5th Gear Power Sports in Elko, Nev., services up to a 300-mile-radius customer base in a very rural, traditional ranching region. Co-owner Courtney Worline says they sell a lot of side-by-sides to ranchers who depend on the vehicles for all facets of daily work but especially for transportation from one location to another on their large-acreage ranches. In this wide open country where you won’t see another person all day, “The biggest thing is reliability,” he says. “They need something that isn’t going to leave them stranded.”

Worline says in their region most of the cattle work is still done by horseback. But even ranches across the country that use horses depend on utility vehicles and ATVs in many other ways — you still have to catch the horses after all. Mickelsen notes a customer of his who called him after several weeks of torrential rain during their peak calving season.

“He said, ‘We’re in a bad situation; the only way we can get to these calves is with four-wheelers,’” Mickelsen says. “I said, ‘What do you mean? You guys have horses.’ He replied, ‘No, you don’t understand; even the horses are getting stuck. Our riders are having to get off and help pull their horse out.’

“I pulled up with a trailer full of ATVs, and the ranch hands literally came running and started jerking machines off before I could say a word,” Mickelsen says. He adds, “My customers push their machines to the limit and demand a lot of them. They won’t pick on the horses, but they’ll pick on an ATV [or utility vehicle].”

Most dealers who sell utility vehicles and ATVs also service them, and they say the percentage of customers who do their own maintenance compared to those who bring them in is about 50-50. Manufacturers recommend service every 50-100 hours, which includes greasing and checking and possibly changing the air filter, oil filter, oil and spark plugs. Newer machines are also offering both hours and mileage tracking.
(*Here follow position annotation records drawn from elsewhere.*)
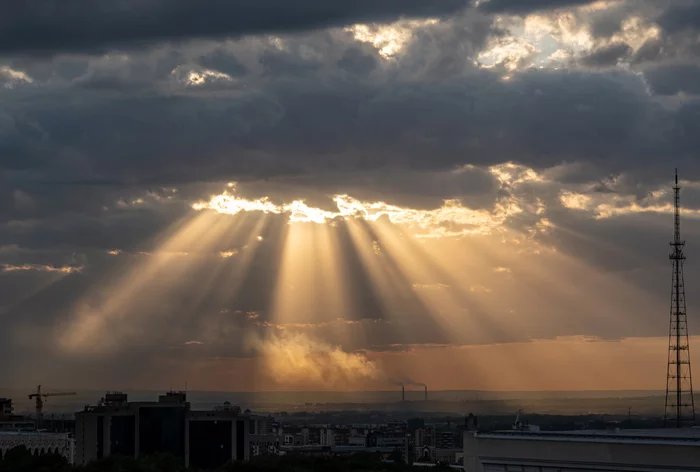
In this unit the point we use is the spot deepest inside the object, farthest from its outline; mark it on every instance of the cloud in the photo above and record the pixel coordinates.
(674, 79)
(43, 26)
(607, 56)
(297, 359)
(528, 6)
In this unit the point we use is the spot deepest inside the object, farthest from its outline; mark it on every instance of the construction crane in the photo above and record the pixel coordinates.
(39, 397)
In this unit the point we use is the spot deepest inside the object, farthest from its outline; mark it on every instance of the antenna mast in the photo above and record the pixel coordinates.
(680, 405)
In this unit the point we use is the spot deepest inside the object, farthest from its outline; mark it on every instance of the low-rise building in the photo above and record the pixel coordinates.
(203, 439)
(583, 451)
(39, 443)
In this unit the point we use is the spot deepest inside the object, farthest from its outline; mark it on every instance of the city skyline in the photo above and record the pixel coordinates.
(470, 195)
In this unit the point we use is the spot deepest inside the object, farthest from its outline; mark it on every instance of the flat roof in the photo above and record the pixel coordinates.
(678, 436)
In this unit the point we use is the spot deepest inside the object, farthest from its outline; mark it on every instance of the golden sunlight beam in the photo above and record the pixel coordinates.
(106, 317)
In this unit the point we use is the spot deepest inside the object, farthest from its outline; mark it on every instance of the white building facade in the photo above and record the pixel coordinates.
(583, 451)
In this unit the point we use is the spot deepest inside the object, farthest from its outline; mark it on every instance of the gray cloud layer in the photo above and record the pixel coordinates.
(92, 146)
(52, 25)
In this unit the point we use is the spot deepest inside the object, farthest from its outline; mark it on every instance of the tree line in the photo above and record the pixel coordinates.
(20, 459)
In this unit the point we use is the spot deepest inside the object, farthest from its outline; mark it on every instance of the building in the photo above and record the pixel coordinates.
(204, 439)
(39, 443)
(583, 451)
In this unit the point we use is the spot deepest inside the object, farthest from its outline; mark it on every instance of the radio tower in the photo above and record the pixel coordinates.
(680, 405)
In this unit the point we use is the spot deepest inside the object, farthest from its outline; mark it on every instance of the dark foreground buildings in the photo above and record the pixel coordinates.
(204, 439)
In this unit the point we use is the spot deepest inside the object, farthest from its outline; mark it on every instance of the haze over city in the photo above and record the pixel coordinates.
(345, 196)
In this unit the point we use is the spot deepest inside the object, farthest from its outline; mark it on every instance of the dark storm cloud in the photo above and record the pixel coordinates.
(53, 25)
(520, 7)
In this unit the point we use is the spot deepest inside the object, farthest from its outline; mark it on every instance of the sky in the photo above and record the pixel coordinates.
(345, 195)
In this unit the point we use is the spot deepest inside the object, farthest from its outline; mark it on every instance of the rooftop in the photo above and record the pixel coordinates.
(680, 436)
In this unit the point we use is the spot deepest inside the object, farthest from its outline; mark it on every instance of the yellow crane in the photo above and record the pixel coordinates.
(39, 397)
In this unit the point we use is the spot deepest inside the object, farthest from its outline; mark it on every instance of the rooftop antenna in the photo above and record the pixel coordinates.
(680, 405)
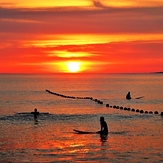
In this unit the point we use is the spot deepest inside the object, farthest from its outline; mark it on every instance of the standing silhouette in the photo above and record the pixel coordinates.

Milne says their service scenarios run the gamut and depend solely on how hard the owners run the machines and how they take care of them. “You can have the same machine from the same year with the same thousand miles and one will be in really good shape and the other…,” he says.
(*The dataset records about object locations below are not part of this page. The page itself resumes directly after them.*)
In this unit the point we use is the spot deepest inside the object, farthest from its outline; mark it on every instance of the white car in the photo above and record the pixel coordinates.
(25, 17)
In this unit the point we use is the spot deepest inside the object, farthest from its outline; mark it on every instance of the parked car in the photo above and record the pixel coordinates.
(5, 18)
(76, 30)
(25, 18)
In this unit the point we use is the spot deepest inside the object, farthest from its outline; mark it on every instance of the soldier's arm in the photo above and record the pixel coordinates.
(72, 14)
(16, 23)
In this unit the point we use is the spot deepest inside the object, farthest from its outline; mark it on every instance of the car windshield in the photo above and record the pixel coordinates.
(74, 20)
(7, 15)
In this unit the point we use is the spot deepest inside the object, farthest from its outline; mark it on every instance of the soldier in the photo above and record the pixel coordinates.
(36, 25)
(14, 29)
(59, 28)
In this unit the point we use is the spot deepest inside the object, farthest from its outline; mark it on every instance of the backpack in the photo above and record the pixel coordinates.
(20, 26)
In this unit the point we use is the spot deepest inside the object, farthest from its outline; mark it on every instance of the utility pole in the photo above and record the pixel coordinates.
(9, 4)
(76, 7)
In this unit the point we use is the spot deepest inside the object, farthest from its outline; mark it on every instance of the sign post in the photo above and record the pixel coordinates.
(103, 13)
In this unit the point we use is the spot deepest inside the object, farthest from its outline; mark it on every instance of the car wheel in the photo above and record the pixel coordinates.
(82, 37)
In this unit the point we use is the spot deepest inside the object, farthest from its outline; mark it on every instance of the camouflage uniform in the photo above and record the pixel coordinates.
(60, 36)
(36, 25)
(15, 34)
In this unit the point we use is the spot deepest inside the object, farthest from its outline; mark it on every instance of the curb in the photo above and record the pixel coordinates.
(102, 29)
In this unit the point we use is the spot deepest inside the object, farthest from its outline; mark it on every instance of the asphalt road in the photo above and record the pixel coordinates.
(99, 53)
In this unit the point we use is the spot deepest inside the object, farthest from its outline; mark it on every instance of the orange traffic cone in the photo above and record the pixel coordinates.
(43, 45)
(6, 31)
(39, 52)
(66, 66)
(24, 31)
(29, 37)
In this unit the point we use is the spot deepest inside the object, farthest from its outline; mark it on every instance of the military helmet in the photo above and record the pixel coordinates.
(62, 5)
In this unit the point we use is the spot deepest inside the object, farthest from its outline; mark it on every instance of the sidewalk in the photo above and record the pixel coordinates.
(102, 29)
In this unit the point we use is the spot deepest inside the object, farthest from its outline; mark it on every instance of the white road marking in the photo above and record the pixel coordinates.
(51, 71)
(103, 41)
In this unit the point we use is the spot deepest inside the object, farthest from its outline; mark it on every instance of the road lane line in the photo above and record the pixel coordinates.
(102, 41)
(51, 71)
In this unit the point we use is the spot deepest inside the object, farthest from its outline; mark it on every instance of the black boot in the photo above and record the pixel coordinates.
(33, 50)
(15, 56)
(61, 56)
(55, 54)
Mickelsen says one of the common repair situations they see come into their shop is a result of owners forgetting to strap or tie down their machine. “Thank goodness Yamaha finally blessed us with a “Park” position on the ATV,” he says. “Ranchers are always in a hurry, and we see a lot of machines that have come out of the back of the pickup or off the trailer driving down the road.”
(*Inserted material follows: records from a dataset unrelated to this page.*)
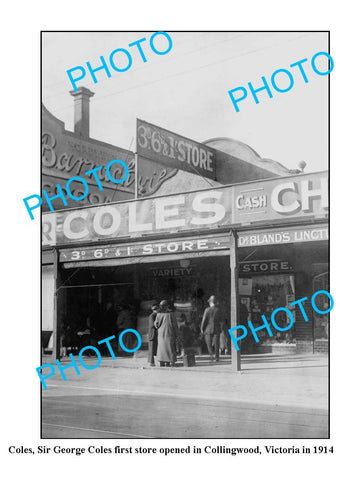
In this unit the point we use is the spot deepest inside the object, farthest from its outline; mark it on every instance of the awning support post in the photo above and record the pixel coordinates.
(56, 309)
(234, 299)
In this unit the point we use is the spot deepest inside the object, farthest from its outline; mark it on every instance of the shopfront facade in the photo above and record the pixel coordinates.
(260, 244)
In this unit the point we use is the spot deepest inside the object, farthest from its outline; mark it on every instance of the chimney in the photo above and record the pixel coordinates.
(82, 111)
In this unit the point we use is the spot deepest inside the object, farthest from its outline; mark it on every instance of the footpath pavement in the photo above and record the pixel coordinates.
(268, 379)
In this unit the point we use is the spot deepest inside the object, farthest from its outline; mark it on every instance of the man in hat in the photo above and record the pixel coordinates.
(211, 327)
(167, 332)
(153, 335)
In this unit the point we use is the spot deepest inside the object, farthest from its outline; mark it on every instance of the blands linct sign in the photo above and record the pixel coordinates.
(175, 151)
(277, 200)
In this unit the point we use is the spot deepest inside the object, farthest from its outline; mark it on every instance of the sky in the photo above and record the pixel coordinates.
(186, 90)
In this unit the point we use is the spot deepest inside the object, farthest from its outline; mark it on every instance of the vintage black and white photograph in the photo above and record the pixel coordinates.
(185, 240)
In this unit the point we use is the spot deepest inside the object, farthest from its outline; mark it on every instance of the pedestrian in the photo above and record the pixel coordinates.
(153, 335)
(211, 327)
(167, 333)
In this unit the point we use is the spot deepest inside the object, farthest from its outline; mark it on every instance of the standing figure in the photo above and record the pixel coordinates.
(167, 331)
(211, 327)
(152, 335)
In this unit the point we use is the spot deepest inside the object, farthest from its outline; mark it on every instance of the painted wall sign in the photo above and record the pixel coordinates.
(65, 155)
(289, 199)
(280, 236)
(261, 267)
(184, 245)
(175, 151)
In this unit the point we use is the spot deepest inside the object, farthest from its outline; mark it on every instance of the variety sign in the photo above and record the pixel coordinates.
(288, 199)
(174, 150)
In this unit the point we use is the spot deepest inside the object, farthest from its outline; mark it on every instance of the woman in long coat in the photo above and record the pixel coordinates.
(167, 333)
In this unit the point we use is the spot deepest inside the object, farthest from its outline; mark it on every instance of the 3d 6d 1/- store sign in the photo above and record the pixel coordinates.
(301, 196)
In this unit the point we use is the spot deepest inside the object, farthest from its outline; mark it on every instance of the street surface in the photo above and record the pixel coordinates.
(273, 397)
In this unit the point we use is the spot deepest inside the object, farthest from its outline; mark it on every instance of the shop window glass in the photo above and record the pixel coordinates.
(321, 321)
(269, 292)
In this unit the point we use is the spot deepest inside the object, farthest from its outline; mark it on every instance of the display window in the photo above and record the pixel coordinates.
(265, 293)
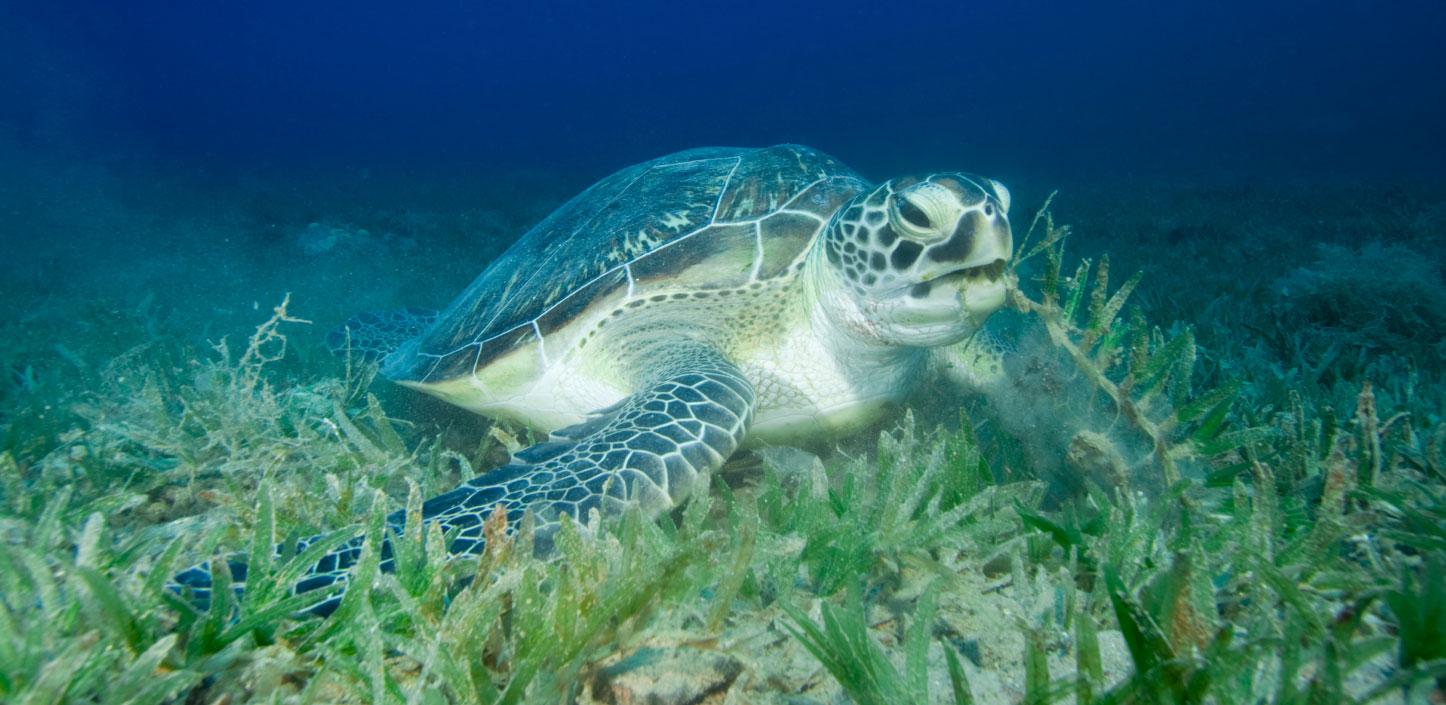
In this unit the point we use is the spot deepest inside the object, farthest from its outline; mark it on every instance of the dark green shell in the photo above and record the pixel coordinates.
(644, 226)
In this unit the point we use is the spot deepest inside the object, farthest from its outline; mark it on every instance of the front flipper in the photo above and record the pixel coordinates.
(975, 363)
(651, 450)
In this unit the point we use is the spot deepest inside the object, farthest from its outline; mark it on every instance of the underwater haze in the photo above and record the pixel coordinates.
(1196, 455)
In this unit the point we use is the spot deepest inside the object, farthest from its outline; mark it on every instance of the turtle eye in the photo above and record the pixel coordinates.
(911, 221)
(914, 215)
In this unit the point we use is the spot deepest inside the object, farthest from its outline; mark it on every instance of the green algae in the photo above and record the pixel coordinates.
(1270, 533)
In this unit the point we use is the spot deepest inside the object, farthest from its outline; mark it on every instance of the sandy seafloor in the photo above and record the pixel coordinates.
(113, 267)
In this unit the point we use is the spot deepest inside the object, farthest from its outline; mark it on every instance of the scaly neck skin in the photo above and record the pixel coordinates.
(840, 324)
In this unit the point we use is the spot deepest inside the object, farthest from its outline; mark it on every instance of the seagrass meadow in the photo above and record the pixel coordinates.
(1215, 470)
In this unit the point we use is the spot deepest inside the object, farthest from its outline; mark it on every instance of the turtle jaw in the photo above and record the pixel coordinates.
(950, 308)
With the popularity of utility vehicles soaring among ranchers with a demanding work load, dealers are seeing and hearing about unique uses or retrofits that are a little “ranchier” than factory add-ons.

Milne said one of his favorites was a guy who brought in his Gator that had a windshield and cab; however, he had taken out the rear window, installed a piece of plywood and mounted an apartment window air-conditioner unit, complete with a generator strapped down in the box to power it.

“Before you say anything, keep in mind my mother uses this a lot,” the customer said, laughing.

It’s just added proof that utility vehicles are making work easier and more comfortable for ranchers of all ages.